Identify source of infection as rapidly as possible; imaging and repeat imaging may be required
Closed‐space infections need surgical drainage, including evacuation of retained products of conception
In women with endometritis not responding to antibiotics, a septic pelvic thrombosis should be considered; these patients will require anticoagulation together with antibiotics
Women not responding may have myometrial necrosis and/or abscess formation, which continues to seed into the blood stream; in these cases, early surgical intervention, with possible recourse to hysterectomy, could save lives
Necrotising fasciitis is another condition that requires early surgical intervention with fasciotomy and aggressive antibiotic therapy
Influenza A/H1N1
There has been a surge of deaths due to influenza in recent years. Pregnant women have been found to be seven times more likely to die from this illness than non‐pregnant women in the same age group. Among this population:
Minority ethnic groups were over‐represented
Clinical co‐morbidities contributed, e.g. asthma, paraplegia, scoliosis
None of the women who died had been vaccinated
Presenting features were similar to any severe illness with tachycardia, tachypnoea and variable hypoxia
CRP was unusually raised – which is not common with viral infections
Treatment
There were a number of delays documented in the women who died in recognising the illness, both in making the diagnosis and in administering oseltamivir. Women died from pneumonia or ARDS and some from complications of the extracorporeal membrane oxygen (ECMO) treatment used to try to maintain oxygenation.
Recommendations
Maintain a high index of suspicion
Ensure good multidisciplinary team working and planning
Perform a basic check of O2 saturation in all women presenting with respiratory symptoms
Breathlessness as a symptom must be taken very seriously: remember it may be respiratory, cardiac or relate to a metabolic disturbance such as diabetic ketoacidosis
Viral swabs should be taken and antivirals started immediately
Antivirals can be started even if further imaging is planned
Pay attention to infection control when the patient is admitted
Give advice to pregnant women to be vaccinated with seasonal influenza vaccination
SARS‐CoV‐2
The common symptoms of Covid‐19 in pregnancy are cough, fever, sore throat, shortness of breath, myalgia and loss of sense of taste. However, two‐thirds of identified pregnant women with Covid‐19 have no symptoms.

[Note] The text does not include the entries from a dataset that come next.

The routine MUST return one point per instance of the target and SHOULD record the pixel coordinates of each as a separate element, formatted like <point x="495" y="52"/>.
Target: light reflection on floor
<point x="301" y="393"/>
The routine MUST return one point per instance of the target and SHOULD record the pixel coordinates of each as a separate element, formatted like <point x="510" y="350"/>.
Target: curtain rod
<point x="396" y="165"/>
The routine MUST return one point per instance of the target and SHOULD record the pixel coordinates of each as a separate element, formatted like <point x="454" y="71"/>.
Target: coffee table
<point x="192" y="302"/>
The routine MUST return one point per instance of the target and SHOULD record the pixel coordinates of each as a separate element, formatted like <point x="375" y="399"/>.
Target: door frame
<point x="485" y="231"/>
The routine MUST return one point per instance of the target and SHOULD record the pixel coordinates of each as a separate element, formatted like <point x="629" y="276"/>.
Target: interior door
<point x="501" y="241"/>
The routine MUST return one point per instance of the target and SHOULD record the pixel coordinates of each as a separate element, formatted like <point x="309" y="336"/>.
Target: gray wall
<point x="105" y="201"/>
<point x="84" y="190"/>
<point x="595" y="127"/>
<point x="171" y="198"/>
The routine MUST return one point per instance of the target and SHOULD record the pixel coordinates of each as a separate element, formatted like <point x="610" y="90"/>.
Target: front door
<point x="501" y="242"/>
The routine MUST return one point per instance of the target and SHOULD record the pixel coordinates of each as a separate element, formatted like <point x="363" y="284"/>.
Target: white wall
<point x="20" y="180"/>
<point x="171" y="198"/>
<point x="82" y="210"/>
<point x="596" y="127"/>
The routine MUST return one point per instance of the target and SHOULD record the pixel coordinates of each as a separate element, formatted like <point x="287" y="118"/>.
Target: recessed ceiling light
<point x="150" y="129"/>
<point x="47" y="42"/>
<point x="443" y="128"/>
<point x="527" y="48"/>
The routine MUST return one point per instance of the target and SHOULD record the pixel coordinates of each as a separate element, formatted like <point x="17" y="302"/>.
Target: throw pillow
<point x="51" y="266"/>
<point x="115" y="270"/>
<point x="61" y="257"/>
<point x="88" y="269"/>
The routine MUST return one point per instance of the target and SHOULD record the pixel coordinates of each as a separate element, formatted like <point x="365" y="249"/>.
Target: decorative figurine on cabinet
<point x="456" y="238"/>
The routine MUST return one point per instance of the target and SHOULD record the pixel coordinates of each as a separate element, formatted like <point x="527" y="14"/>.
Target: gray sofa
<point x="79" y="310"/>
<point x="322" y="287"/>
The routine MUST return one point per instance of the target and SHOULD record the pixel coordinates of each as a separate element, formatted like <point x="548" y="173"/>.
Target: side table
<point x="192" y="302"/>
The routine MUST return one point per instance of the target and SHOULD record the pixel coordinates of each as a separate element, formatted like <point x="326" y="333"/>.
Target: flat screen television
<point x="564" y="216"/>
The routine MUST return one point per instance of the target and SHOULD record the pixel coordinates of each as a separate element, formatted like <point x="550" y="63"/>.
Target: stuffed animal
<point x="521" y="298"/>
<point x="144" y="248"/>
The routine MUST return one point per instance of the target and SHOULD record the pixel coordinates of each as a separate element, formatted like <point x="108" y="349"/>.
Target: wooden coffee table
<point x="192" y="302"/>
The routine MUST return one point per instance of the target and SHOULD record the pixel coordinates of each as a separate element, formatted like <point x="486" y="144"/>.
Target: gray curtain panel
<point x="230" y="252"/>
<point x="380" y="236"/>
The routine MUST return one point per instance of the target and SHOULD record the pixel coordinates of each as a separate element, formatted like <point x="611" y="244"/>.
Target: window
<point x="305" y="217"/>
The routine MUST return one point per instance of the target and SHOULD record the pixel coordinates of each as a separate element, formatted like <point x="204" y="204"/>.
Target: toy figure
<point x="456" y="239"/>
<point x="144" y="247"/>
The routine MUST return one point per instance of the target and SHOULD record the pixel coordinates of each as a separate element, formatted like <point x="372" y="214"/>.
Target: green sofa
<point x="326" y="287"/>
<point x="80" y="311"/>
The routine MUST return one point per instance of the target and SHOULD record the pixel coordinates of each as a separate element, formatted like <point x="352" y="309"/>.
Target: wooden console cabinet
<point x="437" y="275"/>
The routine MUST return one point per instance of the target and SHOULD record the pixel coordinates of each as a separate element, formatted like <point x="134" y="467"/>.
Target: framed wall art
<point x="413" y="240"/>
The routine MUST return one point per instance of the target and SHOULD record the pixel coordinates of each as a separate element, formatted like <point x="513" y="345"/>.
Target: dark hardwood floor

There is growing evidence that pregnant women may be at increased risk of severe illness from Covid‐19 compared with non‐pregnant women, especially in the third trimester. Risk factors for infection and hospitalisation in pregnancy include:
Being unvaccinated
Age >35 years
Black, Asian and minority ethnic background
BMI >25 kg/m2
Pre‐pregnancy morbidity such as hypertension or diabetes
Maternal Covid‐19 infection is associated with an approximately doubled risk of still birth and may be associated with small‐for‐gestational‐age babies. The preterm birth rate (primarily iatrogenic) in women with symptomatic Covid‐19 appears to be 2–3 times higher than the background rate.
Of the women who died during the first wave of the Covid‐19 pandemic in the UK, severity of illness was often not recognised until the women were in extremis. The rapid report from MBRRACE‐UK (see Chapter 2) learning from these deaths highlighted the importance of obstetric leadership of the multidisciplinary care team (MDT) and daily review allowing timely recognition of deterioration with planning for delivery to reduce respiratory work.
Treatment
Prevention is better than treatment and vaccination is safe at all stages of pregnancy and whilst breastfeeding. 98% of severe Covid‐19 infections in pregnant women admitted to hospital were in unvaccinated women.